一方同じころ、都の藤原俊成の門前に清盛の異母弟薩摩守平忠度(たいらのただのり)が佇んでいた。忠度は歌の師匠である俊成に暇(いとま)乞いをするとともに歌を一首託そうとしていた。しかしその願いはかなわず、俊成は源氏の目を恐れたか、邸の中で動かず、忠度は大声で別れをつげ、師匠と顔を合わすこともできず、寂しく去っていく。ちなみに俊成の子が百人一首の選者で有名な藤原定家である。そしてその歌は死後彼の箙のなかから発見される。
それが「行き暮れて 木の下蔭を 宿とせば 花や今宵の あるじならまし」である。
☆    箙(えびら)とは矢を入れる武具;この中にこの歌が残されていたという。
☆    「言の葉」とは言葉のことだが、ここではこの和歌のこと。

☆    まったく関係のないことだが、汽車にタダで乗る(もちろん違法)ことをわれわれの世代は「薩摩の守」を決め込むといった。

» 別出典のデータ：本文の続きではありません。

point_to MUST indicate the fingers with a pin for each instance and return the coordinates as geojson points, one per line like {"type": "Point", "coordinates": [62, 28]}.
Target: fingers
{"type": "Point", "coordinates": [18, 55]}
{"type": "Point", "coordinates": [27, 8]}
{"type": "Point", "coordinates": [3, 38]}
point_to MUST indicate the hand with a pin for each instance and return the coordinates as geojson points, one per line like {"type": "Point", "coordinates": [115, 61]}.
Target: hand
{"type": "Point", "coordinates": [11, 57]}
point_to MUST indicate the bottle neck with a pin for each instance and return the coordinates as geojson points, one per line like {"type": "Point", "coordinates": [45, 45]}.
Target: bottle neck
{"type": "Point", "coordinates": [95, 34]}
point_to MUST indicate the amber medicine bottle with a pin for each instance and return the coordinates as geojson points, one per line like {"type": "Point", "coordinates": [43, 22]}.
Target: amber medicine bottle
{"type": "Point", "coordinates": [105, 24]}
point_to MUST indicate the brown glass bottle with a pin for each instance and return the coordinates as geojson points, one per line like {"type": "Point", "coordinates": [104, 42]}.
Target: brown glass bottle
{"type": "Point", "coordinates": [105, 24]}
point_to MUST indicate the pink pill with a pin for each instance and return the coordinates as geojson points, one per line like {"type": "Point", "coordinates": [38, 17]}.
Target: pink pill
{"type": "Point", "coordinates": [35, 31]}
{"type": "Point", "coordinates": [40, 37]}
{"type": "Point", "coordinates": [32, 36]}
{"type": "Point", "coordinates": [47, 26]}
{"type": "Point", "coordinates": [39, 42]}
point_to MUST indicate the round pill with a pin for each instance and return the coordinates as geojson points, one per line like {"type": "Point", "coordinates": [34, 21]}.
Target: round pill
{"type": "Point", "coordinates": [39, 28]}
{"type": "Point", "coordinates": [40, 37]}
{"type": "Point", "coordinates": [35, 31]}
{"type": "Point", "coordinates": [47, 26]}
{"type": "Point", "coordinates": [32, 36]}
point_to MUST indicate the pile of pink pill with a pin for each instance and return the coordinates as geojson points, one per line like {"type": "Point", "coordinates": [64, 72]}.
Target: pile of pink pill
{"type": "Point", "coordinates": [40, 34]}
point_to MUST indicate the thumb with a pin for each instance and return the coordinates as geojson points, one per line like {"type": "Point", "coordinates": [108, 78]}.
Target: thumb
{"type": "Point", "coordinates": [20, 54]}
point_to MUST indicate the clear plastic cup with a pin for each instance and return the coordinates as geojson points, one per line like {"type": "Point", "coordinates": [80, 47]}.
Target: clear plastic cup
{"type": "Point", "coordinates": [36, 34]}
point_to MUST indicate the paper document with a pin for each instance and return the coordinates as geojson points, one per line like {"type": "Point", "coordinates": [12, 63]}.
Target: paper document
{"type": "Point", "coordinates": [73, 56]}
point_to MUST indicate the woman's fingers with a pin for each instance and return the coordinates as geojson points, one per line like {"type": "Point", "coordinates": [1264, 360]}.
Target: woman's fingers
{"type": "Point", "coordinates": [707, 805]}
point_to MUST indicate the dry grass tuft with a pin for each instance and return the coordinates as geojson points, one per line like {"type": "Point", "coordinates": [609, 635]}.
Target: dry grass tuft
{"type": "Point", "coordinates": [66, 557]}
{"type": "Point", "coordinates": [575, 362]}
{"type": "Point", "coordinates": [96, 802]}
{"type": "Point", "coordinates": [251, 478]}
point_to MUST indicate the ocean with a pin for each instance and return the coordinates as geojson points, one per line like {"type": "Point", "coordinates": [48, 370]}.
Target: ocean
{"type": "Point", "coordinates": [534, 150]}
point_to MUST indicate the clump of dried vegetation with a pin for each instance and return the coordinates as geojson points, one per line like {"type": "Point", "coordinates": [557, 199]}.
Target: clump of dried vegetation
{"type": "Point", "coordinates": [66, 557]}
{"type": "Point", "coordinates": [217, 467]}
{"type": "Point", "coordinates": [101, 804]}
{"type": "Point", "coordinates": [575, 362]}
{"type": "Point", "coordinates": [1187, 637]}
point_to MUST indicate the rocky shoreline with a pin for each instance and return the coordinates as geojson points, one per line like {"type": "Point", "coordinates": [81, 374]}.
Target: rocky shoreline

忠度(ただのり)の音を借りた駄洒落であるが、結構当時は人口に膾炙した。千年後に自分の名前がこんな形で使われるとは、忠度さぞかし草葉の陰で苦笑いをしていることだろう?ちなみに若いころ私も一度先輩と一緒に実行したことがある。JRのみなさん、申し訳ありませんでした。時効だろうとは言え懺悔しておかないと。
最後にせっかくの「もののあはれ」のいい雰囲気をこわしたか・・・?

歌はYouTubeで見ることができます。ぜひ覚えて歌い継いでください。